New Garrett P, Nazir Arif, Logan Penny, Kistler Christine E
Gillings School of Global Public Health, University of North Carolina, Chapel Hill, NC 27599, USA.
SHC Medical Partners, 12201 Bluegrass Pkwy, Louisville, KY 40299, USA.
Antibiotics (Basel). 2022 Sep 20;11(10):1276. doi: 10.3390/antibiotics11101276.

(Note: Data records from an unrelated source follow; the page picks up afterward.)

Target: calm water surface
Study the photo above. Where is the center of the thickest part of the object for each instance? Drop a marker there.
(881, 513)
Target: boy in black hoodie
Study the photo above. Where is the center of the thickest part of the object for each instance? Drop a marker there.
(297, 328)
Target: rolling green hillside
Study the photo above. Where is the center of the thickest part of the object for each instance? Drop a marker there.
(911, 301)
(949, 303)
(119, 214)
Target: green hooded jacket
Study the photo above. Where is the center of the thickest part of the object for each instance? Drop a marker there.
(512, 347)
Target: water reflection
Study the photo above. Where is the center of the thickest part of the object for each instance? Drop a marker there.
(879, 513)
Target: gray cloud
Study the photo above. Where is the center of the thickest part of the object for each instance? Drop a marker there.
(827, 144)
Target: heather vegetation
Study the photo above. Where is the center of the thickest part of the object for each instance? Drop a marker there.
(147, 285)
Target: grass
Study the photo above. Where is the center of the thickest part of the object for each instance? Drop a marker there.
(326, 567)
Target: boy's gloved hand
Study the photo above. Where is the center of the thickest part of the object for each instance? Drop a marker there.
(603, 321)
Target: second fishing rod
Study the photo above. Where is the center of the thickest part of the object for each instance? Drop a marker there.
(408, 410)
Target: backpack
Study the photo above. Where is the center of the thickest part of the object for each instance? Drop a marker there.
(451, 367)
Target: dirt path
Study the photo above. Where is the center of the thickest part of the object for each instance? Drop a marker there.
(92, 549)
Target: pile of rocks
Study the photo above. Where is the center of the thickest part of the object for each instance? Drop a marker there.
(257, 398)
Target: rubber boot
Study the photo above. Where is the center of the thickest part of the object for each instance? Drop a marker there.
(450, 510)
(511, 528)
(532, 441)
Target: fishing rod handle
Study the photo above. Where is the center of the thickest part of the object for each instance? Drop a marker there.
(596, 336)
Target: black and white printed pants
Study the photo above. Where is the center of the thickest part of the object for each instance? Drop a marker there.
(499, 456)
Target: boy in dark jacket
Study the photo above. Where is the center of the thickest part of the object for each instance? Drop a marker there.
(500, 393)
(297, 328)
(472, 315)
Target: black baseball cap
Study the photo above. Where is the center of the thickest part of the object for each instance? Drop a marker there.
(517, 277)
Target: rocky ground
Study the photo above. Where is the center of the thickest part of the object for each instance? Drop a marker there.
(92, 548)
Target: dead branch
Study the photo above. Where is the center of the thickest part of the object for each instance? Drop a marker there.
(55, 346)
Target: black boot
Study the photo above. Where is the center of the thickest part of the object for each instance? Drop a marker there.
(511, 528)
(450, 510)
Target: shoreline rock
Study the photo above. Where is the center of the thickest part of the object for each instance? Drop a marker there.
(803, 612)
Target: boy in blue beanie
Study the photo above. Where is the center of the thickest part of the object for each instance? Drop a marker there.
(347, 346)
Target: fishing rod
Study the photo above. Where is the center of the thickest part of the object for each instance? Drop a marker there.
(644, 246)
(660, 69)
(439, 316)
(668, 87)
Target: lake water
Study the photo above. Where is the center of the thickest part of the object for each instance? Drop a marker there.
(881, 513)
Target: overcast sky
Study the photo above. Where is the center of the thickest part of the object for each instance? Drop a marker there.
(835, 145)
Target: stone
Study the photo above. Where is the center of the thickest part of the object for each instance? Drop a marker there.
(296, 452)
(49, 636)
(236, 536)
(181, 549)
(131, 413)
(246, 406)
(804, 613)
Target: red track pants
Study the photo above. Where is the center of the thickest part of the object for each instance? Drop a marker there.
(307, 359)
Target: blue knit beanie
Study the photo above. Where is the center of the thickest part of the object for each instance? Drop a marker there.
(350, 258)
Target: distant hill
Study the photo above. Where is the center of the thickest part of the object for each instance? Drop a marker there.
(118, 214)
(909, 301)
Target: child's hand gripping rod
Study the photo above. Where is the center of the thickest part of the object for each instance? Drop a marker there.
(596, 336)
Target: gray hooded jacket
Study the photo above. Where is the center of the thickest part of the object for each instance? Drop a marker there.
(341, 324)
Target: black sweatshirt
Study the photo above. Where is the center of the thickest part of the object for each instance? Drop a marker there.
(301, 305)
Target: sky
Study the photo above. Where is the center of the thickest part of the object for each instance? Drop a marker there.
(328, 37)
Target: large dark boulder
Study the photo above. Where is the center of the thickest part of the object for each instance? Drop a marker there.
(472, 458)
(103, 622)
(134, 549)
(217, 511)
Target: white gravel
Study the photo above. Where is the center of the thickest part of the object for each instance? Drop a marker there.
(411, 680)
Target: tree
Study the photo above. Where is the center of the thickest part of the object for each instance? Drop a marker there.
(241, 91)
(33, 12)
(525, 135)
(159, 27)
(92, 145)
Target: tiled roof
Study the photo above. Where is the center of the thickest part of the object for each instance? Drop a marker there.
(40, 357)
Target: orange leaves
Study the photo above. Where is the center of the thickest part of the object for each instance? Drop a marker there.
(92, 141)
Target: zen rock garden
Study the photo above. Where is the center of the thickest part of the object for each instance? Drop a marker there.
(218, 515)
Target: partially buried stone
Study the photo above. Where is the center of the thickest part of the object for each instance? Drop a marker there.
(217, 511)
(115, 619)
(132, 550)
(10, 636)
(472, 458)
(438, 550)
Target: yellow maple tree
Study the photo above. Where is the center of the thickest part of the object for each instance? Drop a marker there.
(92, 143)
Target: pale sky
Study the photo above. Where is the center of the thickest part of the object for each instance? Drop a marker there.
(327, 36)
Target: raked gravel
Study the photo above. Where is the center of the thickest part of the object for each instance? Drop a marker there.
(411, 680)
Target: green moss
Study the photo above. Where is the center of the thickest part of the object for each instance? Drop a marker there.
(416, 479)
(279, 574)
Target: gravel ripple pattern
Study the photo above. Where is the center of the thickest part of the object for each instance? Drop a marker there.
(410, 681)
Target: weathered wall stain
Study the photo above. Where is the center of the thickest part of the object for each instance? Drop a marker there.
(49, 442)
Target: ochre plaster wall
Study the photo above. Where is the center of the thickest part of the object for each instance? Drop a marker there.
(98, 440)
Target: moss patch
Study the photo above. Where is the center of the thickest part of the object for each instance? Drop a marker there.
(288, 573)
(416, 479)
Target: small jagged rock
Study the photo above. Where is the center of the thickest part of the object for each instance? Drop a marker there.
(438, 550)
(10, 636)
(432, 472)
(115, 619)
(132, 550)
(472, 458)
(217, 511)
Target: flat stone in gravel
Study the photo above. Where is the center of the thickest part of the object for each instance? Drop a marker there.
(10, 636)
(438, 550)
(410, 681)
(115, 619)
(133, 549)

Urinary tract infections (UTIs) are commonly suspected in nursing home (NH) residents, commonly resulting in antimicrobial prescriptions, even when symptoms are non-specific. To improve the diagnosis and management of suspected UTIs in NH residents, we conducted a pilot test of a paper-based clinical algorithm across NHs in the southern U.S. with ten advanced practice providers (APPs). The paper-based algorithm was modified based on the clinical care needs of our APPs and included antimicrobial treatment recommendations. The APPs found the UTI antimicrobial stewardship and clinical decision support acceptable. The educational sessions and algorithm improved baseline confidence toward UTI diagnosing and treatment. The APPs thought the algorithm was useful and did not negatively impact workload. Feedback from the pilot study will be used to improve the next iteration of the algorithm as we assess its impact on prescribing outcomes.

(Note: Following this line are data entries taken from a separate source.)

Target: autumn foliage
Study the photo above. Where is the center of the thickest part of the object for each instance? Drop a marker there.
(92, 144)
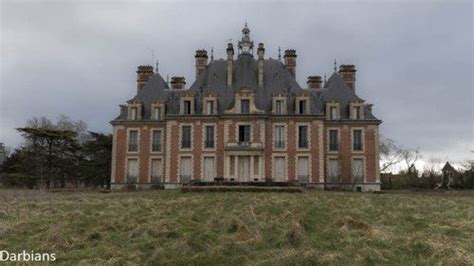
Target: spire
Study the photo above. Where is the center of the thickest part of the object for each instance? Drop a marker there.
(245, 44)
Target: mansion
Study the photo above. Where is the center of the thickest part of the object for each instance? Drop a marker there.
(246, 119)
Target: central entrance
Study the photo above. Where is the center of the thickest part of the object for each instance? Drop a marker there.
(244, 168)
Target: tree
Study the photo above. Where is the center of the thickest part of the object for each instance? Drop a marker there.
(390, 154)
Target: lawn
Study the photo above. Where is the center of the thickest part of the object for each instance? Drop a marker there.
(170, 227)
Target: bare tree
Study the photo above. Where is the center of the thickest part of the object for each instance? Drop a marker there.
(390, 154)
(410, 156)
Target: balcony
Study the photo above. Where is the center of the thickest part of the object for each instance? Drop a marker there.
(156, 147)
(279, 144)
(303, 143)
(185, 144)
(243, 146)
(208, 144)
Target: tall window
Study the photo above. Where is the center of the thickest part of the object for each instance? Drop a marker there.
(303, 137)
(210, 107)
(302, 107)
(186, 137)
(279, 137)
(333, 140)
(357, 140)
(133, 113)
(187, 107)
(356, 112)
(279, 107)
(333, 171)
(244, 134)
(244, 106)
(156, 141)
(209, 142)
(357, 170)
(133, 140)
(333, 112)
(157, 113)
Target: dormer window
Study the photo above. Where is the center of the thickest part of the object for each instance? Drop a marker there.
(356, 112)
(133, 113)
(210, 107)
(279, 107)
(302, 107)
(244, 106)
(333, 112)
(187, 107)
(157, 113)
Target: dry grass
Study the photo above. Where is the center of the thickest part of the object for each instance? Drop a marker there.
(169, 227)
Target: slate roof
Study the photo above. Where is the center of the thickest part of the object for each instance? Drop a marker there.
(277, 79)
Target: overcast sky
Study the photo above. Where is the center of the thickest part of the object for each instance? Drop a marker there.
(414, 59)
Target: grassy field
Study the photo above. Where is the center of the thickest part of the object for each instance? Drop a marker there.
(169, 227)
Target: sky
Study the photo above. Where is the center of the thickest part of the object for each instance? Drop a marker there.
(414, 59)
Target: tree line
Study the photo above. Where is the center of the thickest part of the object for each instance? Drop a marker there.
(57, 155)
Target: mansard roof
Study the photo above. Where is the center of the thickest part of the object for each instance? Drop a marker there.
(276, 80)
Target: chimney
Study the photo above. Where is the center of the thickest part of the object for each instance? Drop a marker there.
(177, 83)
(290, 61)
(347, 72)
(260, 52)
(201, 61)
(230, 59)
(314, 82)
(144, 73)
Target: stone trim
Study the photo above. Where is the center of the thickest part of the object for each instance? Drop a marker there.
(169, 125)
(128, 139)
(237, 130)
(178, 178)
(353, 104)
(154, 157)
(328, 110)
(362, 138)
(181, 104)
(308, 104)
(181, 135)
(284, 106)
(203, 137)
(204, 104)
(139, 107)
(285, 137)
(320, 126)
(152, 130)
(310, 165)
(286, 165)
(364, 166)
(114, 152)
(162, 111)
(297, 127)
(203, 156)
(328, 140)
(133, 157)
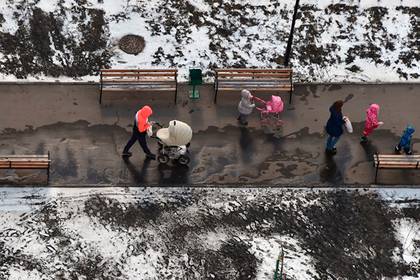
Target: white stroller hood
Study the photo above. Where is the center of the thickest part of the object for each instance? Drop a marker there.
(177, 134)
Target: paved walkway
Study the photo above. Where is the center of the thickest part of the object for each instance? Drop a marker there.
(86, 139)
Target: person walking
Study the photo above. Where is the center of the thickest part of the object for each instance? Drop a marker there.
(245, 106)
(334, 126)
(405, 141)
(371, 122)
(142, 127)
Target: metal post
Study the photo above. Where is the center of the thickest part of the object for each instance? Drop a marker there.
(282, 262)
(100, 93)
(216, 83)
(290, 40)
(48, 170)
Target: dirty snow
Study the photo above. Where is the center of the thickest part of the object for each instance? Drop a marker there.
(186, 233)
(329, 46)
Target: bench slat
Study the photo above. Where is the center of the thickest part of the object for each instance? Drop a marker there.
(171, 75)
(138, 81)
(256, 75)
(257, 89)
(137, 90)
(237, 70)
(139, 70)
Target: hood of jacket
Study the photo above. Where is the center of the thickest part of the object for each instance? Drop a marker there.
(372, 115)
(409, 130)
(142, 118)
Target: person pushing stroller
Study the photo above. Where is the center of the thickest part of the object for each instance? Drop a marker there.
(142, 127)
(245, 106)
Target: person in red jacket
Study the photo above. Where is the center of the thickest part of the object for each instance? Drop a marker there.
(140, 130)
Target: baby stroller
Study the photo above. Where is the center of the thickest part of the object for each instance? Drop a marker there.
(174, 142)
(272, 109)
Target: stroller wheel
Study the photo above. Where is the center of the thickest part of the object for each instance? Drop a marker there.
(163, 159)
(184, 160)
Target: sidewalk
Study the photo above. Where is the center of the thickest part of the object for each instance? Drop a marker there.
(86, 139)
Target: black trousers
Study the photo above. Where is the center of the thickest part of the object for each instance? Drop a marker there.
(137, 136)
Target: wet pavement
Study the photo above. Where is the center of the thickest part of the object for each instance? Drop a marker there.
(85, 139)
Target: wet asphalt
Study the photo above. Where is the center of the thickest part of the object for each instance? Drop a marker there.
(85, 139)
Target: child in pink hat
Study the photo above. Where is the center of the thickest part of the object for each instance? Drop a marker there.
(371, 122)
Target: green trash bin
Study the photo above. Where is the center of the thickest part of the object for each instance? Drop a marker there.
(196, 79)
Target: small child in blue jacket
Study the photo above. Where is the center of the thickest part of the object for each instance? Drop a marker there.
(405, 142)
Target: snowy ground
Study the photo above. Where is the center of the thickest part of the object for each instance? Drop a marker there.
(208, 233)
(365, 40)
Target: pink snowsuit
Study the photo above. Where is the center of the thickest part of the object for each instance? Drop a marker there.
(371, 119)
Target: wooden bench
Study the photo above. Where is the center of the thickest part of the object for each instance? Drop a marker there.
(136, 80)
(255, 80)
(26, 162)
(395, 162)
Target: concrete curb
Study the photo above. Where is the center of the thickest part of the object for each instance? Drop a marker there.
(215, 186)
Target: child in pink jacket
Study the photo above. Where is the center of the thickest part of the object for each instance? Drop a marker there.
(371, 122)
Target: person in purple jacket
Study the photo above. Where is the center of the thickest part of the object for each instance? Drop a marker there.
(334, 126)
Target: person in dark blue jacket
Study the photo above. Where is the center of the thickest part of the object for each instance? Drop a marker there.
(405, 141)
(334, 126)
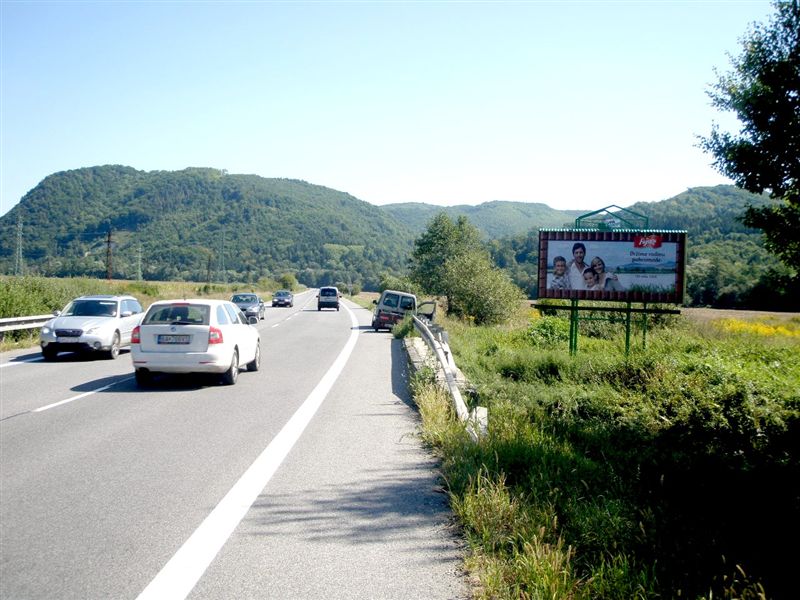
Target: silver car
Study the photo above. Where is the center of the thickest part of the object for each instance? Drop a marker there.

疗养院(NH)的居民常被怀疑患有尿路感染(UTI),即使症状不具特异性,这通常也会导致抗菌药物的处方开具。为改善疗养院居民疑似尿路感染的诊断和管理,我们在美国南部的多家疗养院与十位高级执业提供者(APP)对一种纸质临床算法进行了试点测试。该纸质算法根据我们的APP的临床护理需求进行了修改,并包括抗菌治疗建议。APP们认为尿路感染抗菌药物管理和临床决策支持是可以接受的。教育课程和算法提高了对尿路感染诊断和治疗的基线信心。APP们认为该算法有用,且不会对工作量产生负面影响。在我们评估其对处方结果的影响时,试点研究的反馈将用于改进该算法的下一版本。